Honestly, the way National is carrying on, you'd think it had no greater ambition than to replace NZ First as the natural party of the grumpily disconnected.
Meanwhile, a group called He Waka Eke Noa gets on with its work. This is a "primary sector climate action partnership" set up by leading rural sector organisations, along with iwi and the ministries of primary industries and the environment.
"He Waka Eke Noa is a credible five-year work plan, developed in partnership with other sector groups, that includes clear and measurable actions, outcomes and timeframes that will facilitate and support action across a number of environmental improvements such as climate change, water quality and biodiversity."
That's not weaselly Government speak. It's Tim Mackle, chief executive of DairyNZ.
"By working with the Government, we now have the best opportunity to develop a framework that is practical and simple for farmers, rewards positive change and supports the sector to reduce emissions and maintain or increase sequestration."
And that's Andrew Morrison, chairman of Beef and Lamb NZ.
The fact is, debates about a better future for farming are well under way, farm groups are right in the middle of them and it's not all going the way the Government might have hoped.
Water reforms have been amended and so have the plans for wetlands.
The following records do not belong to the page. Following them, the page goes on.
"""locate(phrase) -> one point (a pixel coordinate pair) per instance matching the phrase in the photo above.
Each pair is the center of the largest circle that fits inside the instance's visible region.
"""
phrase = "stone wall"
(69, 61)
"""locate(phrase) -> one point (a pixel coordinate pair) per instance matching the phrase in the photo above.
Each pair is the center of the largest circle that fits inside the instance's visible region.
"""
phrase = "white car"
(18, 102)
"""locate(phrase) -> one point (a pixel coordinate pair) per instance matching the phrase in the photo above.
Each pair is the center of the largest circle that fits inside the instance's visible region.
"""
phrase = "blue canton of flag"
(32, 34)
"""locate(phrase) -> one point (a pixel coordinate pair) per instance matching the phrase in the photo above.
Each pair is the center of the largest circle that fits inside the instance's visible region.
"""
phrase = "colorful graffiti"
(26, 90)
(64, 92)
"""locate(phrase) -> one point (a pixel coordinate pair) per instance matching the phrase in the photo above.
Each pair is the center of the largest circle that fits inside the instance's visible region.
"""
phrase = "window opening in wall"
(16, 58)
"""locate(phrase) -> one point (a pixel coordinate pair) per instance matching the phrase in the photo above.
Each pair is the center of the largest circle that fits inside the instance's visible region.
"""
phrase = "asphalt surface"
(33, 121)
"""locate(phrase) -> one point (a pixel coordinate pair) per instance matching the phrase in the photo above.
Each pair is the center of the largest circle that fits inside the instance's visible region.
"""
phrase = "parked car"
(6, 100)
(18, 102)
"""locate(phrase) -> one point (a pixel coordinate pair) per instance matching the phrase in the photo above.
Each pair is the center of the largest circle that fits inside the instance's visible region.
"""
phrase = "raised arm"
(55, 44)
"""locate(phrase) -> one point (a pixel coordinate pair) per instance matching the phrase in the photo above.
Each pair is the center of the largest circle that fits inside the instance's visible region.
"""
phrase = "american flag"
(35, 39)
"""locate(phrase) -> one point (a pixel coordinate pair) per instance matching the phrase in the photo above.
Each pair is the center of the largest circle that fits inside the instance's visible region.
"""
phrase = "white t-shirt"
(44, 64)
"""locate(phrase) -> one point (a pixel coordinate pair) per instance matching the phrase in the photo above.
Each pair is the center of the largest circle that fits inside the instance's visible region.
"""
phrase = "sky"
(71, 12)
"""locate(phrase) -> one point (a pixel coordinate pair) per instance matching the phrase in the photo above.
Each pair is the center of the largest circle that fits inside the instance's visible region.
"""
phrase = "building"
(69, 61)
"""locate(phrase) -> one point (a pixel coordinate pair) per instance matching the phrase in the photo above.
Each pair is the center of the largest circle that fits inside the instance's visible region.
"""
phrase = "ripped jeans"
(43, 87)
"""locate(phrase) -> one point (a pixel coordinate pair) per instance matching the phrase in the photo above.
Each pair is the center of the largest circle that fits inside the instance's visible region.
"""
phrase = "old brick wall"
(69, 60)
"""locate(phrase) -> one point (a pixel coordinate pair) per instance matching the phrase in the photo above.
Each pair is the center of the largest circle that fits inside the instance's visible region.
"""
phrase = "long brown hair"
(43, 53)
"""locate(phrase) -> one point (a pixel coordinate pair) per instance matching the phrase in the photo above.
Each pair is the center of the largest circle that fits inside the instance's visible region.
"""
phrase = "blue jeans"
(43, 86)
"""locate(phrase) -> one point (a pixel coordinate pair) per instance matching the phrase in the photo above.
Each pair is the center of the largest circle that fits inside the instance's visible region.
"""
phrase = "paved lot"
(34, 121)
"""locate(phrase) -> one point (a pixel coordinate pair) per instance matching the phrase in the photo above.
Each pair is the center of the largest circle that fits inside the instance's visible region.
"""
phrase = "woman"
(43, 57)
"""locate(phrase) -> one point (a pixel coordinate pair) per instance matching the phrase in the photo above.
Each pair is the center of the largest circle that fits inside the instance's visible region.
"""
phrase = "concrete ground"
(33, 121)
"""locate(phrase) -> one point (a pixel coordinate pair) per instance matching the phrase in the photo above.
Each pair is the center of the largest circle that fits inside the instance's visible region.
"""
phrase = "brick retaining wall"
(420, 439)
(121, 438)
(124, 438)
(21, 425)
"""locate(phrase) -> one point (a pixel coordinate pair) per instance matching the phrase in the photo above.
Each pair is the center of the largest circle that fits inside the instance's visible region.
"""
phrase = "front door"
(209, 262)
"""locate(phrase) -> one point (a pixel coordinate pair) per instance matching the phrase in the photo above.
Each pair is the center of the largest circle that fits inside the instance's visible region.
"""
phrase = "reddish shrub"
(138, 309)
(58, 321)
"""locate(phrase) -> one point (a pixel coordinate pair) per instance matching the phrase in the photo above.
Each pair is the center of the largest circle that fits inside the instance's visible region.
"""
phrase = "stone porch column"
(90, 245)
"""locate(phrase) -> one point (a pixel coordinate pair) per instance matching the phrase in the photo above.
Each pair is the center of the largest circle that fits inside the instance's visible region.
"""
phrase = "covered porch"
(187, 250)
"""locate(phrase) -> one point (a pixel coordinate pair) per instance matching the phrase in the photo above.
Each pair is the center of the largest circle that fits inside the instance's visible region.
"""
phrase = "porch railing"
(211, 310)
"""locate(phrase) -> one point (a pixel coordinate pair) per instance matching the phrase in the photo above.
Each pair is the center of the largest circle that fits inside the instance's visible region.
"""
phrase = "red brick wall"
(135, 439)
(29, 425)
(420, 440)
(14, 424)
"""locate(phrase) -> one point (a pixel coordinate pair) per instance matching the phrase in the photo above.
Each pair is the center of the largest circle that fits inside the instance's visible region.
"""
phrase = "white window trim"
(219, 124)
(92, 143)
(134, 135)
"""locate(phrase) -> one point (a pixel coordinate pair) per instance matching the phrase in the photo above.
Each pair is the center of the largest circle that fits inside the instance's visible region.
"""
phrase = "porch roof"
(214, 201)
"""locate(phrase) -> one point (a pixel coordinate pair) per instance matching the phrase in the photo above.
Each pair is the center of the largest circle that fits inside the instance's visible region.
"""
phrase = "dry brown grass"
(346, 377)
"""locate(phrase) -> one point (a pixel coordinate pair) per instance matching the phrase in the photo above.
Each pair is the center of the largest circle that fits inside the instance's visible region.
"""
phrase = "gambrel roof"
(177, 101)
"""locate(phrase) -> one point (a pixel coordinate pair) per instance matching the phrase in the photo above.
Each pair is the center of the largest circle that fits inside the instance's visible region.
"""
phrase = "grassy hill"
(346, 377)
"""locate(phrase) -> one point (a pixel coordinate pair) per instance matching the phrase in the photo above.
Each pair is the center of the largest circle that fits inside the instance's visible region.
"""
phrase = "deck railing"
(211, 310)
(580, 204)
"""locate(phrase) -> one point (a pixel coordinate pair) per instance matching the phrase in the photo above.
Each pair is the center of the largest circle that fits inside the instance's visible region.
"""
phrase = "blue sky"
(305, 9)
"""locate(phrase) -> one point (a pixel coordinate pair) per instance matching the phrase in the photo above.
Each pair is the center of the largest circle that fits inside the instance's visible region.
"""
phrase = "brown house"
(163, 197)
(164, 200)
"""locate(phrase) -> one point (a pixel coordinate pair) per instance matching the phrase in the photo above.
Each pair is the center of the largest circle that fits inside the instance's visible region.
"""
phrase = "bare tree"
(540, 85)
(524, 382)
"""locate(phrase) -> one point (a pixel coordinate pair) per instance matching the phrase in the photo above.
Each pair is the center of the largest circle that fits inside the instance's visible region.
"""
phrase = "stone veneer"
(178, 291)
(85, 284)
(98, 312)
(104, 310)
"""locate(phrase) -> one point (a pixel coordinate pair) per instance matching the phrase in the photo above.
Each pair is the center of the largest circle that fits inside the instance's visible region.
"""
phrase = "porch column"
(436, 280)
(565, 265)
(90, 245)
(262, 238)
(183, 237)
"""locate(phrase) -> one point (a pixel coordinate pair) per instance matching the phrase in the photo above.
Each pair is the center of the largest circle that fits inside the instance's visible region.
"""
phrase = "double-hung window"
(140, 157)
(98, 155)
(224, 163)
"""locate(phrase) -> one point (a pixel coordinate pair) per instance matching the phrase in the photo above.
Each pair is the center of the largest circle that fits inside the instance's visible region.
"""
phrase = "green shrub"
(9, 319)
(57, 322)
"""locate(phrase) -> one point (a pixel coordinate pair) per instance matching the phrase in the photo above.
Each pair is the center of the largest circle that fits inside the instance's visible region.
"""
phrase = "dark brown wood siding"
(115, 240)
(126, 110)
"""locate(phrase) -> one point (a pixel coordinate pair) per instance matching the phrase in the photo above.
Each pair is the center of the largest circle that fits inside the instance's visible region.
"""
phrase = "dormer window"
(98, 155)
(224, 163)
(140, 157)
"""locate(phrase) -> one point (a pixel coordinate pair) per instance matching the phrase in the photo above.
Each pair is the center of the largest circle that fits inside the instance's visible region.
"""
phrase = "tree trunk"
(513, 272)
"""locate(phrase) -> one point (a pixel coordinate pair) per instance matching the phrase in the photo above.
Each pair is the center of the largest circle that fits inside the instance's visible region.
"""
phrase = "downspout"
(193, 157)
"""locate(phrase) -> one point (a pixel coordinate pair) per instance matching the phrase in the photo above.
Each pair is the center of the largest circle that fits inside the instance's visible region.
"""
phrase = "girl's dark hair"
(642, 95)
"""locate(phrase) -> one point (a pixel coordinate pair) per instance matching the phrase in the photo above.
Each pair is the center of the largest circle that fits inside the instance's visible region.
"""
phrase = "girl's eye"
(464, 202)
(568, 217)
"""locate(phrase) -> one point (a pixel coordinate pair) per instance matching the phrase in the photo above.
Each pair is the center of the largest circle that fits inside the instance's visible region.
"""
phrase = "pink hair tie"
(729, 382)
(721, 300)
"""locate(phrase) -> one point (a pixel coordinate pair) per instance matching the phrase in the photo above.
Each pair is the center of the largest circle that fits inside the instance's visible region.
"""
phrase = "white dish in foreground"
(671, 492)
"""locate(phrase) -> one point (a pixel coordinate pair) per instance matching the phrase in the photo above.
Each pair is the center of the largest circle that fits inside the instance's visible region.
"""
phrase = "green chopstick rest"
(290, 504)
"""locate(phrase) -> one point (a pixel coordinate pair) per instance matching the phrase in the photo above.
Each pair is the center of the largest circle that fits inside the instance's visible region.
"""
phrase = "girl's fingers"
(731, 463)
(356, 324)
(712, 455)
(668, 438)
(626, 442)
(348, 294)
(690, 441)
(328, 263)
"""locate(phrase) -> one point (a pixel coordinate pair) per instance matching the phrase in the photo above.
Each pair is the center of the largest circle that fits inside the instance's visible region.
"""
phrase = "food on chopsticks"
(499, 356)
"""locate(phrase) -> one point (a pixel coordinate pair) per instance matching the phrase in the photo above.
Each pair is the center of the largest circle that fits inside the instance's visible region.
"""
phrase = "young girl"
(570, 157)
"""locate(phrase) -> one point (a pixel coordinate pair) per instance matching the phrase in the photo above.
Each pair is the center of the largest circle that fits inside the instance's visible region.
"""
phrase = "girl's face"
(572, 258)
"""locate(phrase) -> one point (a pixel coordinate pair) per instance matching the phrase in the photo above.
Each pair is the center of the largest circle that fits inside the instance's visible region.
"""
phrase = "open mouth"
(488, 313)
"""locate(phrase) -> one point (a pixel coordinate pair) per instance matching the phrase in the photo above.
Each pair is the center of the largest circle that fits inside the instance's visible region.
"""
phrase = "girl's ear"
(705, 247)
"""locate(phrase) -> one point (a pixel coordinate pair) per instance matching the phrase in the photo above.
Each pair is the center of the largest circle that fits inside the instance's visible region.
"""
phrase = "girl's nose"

Targets for biogenic methane, aka the belching of ruminant animals, are much softer than they are for carbon emissions.
It does rather seem both the Government and the Climate Change Commission have decided the rural sector can't be asked to carry the main weight of our environmental goals.
Farmers, surely, understand how enormous that is.
But still, the tractor protest raised a couple of really big issues. One is about whether city folk are going to pull their own weight, and the other concerns leadership in the rural sector.
Westland mayor Bruce Smith told farmers on Friday the feebate was "taking your bloody money and giving it to a latte-drinking person sitting in Ponsonby".
Given there's a high chance the denizens of Ponsonby cafes drove there in an SUV or a double-cab ute, that's not really true. The feebate is definitely aimed at them.
But are city folk even listening? Our single most important contribution to greenhouse gas emissions comes from transport. If we want farmers to continue improving their effluent management, are we going to match that by reducing our dependency on cars?
It's true there's a big divide in this country now, but it's not between town and country. It's between those who believe we have a climate crisis that requires us to change how we live, and those who don't.
And whether you have an urban or a rural address says absolutely nothing about which side you might be on.
In the rural sector as in the cities, there's an old guard often opposed to change. But there are others, farmers and many more, who stand constructively in the forefront of climate action.
Which takes us to the issue of leadership.
The National Party has links to both sides of the climate debate, but in the rural sector it is often closely aligned to the most prominent voice of the old guard, Federated Farmers' Andrew Hoggard.
"Why are you making it harder?" one farmer said to a TV reporter on Friday.
The short answer is, because it is harder. We've delayed for years, listening far too much to those opposed to climate action, so now there is more to do and less time to do it in.
It's reprehensible beyond measure than some politicians and sector leaders don't help their followers understand this.
Westport was hit by shock floods on Friday. Over the weekend, the storm devastated several more towns in the middle and upper South Island and it bashed up Wellington too. Parts of North America were trapped in a heat dome. In Europe, rampaging water killed hundreds.